One hundred thirty eight years ago, a little girl named Mary Ellen was carried into a New York City courtroom wrapped in a horse blanket. She was only 9 years old, but for the majority of her young life she had been beaten, cut, burned, and tortured. She had never been allowed outdoors and was often locked in a closet where she slept on a worn piece of carpet. Neighbors who heard this little girl screaming reached out to authorities for help, but the police could find no grounds to intervene because in 1874 our country lacked laws to protect children.So distressed was one social worker about Mary Ellen’s situation that she ultimately appealed to Henry Bergh, who was the president of the American Society for the Prevention of Cruelty to Animals. He believed, thankfully, that Mary Ellen was entitled to at least the same rights that our country already provided to animals, and he took up her cause.
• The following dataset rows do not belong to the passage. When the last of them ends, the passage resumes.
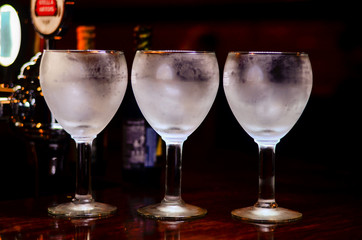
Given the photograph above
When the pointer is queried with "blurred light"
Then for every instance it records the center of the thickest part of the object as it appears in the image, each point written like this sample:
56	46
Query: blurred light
10	35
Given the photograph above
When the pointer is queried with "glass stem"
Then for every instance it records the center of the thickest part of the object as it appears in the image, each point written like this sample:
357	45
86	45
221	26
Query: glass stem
266	196
173	172
83	189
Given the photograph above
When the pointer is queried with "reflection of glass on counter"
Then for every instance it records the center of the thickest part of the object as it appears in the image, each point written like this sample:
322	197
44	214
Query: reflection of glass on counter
171	230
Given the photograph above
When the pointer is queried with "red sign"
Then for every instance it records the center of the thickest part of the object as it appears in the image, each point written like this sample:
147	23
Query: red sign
46	7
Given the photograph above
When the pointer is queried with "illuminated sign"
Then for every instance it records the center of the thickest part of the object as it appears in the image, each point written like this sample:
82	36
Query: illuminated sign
10	35
47	15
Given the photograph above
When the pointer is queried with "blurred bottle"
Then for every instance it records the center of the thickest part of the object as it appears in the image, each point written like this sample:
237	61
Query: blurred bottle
32	120
142	148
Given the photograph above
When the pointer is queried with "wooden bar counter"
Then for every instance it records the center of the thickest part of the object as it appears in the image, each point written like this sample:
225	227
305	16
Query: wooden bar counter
331	208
Mary Ellen’s case was heard in court, and her testimony helped to convict her abuser.
This case was reported in a number of newspapers in 1874, resulting in such a flood of reports of other children’s similar plights that Henry Bergh founded the Society for the Prevention of Cruelty to Children. The events that followed forever changed the course of child protection in the United States. Mary Ellen’s story is generally regarded as the catalyst for our country’s enactment of child protection laws, which now are strong and still quite necessary. Even though our society is technologically savvy and has both strong educational institutions and laws, children in our country are still being physically and sexually abused, woefully neglected, or simply abandoned and left to fend for themselves. The children whose situations are most dire typically come to the attention of authorities. Our local Departments of Social Services are kept very busy providing services to many of these children and their families, and they seek court protection for those children who need it.
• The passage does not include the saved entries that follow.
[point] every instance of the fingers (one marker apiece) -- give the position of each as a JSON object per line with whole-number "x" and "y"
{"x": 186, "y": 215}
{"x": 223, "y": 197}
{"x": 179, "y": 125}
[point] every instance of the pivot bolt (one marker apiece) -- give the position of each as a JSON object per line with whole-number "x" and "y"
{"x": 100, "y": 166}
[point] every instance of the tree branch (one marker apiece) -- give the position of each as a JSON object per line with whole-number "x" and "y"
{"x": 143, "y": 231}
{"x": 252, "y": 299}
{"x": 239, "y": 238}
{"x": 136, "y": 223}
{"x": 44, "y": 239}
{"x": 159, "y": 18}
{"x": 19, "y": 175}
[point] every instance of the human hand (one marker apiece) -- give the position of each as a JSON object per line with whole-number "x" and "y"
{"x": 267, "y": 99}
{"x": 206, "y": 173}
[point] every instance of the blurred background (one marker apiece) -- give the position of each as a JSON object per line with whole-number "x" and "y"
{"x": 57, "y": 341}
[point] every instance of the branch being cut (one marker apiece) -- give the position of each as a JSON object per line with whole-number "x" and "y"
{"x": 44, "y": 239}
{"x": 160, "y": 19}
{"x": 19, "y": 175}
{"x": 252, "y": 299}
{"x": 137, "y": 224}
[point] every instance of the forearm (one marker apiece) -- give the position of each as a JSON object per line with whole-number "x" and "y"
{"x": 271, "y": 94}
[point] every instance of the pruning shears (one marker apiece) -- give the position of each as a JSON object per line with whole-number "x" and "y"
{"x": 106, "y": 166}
It is here that CASA enters the picture, helping to fill a need in the child welfare system by providing screened and trained Court Appointed Special Advocates to act solely on behalf of maltreated children. Also called CASA volunteers, each is an officer of the court who is required to bring crucial information to the judge or master about what is in their appointed child’s best interest. Because CASA volunteers typically have only one case, they have time to get to know their appointed child, time to learn everything possible about the child, and time to assess the child’s situation. The CASA concept, created by a judge in Seattle, Washington, is both brilliantly simple and simply brilliant – it absolutely empowers a community to look out for the best interest of its own children. National studies have shown that children with CASA volunteers have their needs identified sooner, and services to meet those needs are put into place much more quickly than for children without CASA volunteers.
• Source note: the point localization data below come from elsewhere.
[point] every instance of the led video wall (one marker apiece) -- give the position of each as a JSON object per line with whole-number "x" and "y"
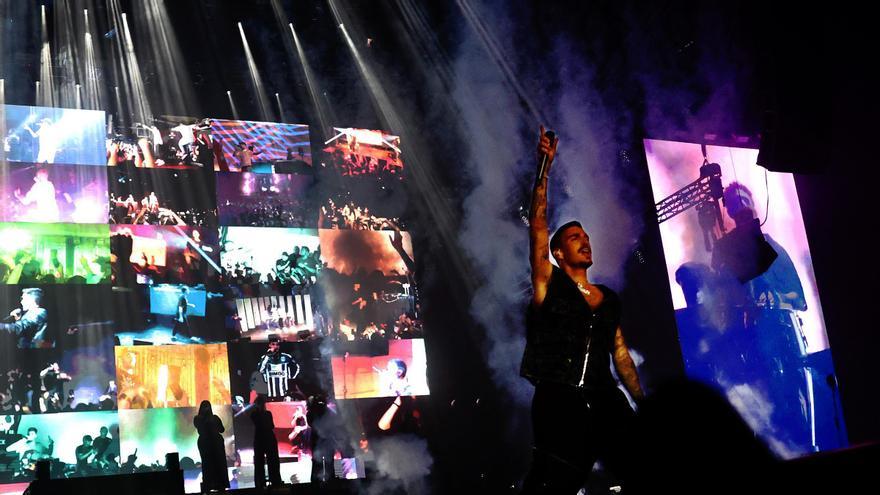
{"x": 746, "y": 302}
{"x": 199, "y": 259}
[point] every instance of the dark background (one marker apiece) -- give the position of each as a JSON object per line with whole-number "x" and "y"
{"x": 805, "y": 64}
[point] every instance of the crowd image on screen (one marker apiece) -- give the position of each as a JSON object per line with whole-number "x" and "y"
{"x": 274, "y": 212}
{"x": 350, "y": 215}
{"x": 26, "y": 391}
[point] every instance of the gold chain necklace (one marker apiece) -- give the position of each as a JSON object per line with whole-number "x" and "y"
{"x": 583, "y": 289}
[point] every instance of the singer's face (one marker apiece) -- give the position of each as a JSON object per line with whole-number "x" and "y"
{"x": 28, "y": 302}
{"x": 575, "y": 249}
Each child’s case is unique, but what these children share is a deep longing for someone to listen and to care about what happens to them. They want to be safe from harm, they wish for a forever family, and they long to have someone speaking on behalf of what they need. CASA volunteers care deeply about what happens to these children, devoting their time now with the fervent hope that this will help the children to grow into happy, healthy, and positive adult members of our communities. A child served by CASA summed it up beautifully when she said: “To give a child a CASA is to give them a voice. To give them a voice is to give them hope, and to give them hope is to give them the world.” As her words clearly indicate, the investment made by CASA can make a difference that lasts a lifetime.
Committed to helping vulnerable children in our community the United Fund has selected the local CASA (Court Appointed Special Advocates) organization as a member agency for its 2012-13 campaign year. CASA’s Executive Director, Robin Davenport, recently stated, “The United Fund’s endorsement of our program is crucial to our ability to serve all of the abused and neglected children in Talbot County who need a CASA volunteer by their side. We are extremely grateful that the United Fund is committed to supporting our work with the maltreated children in our community.”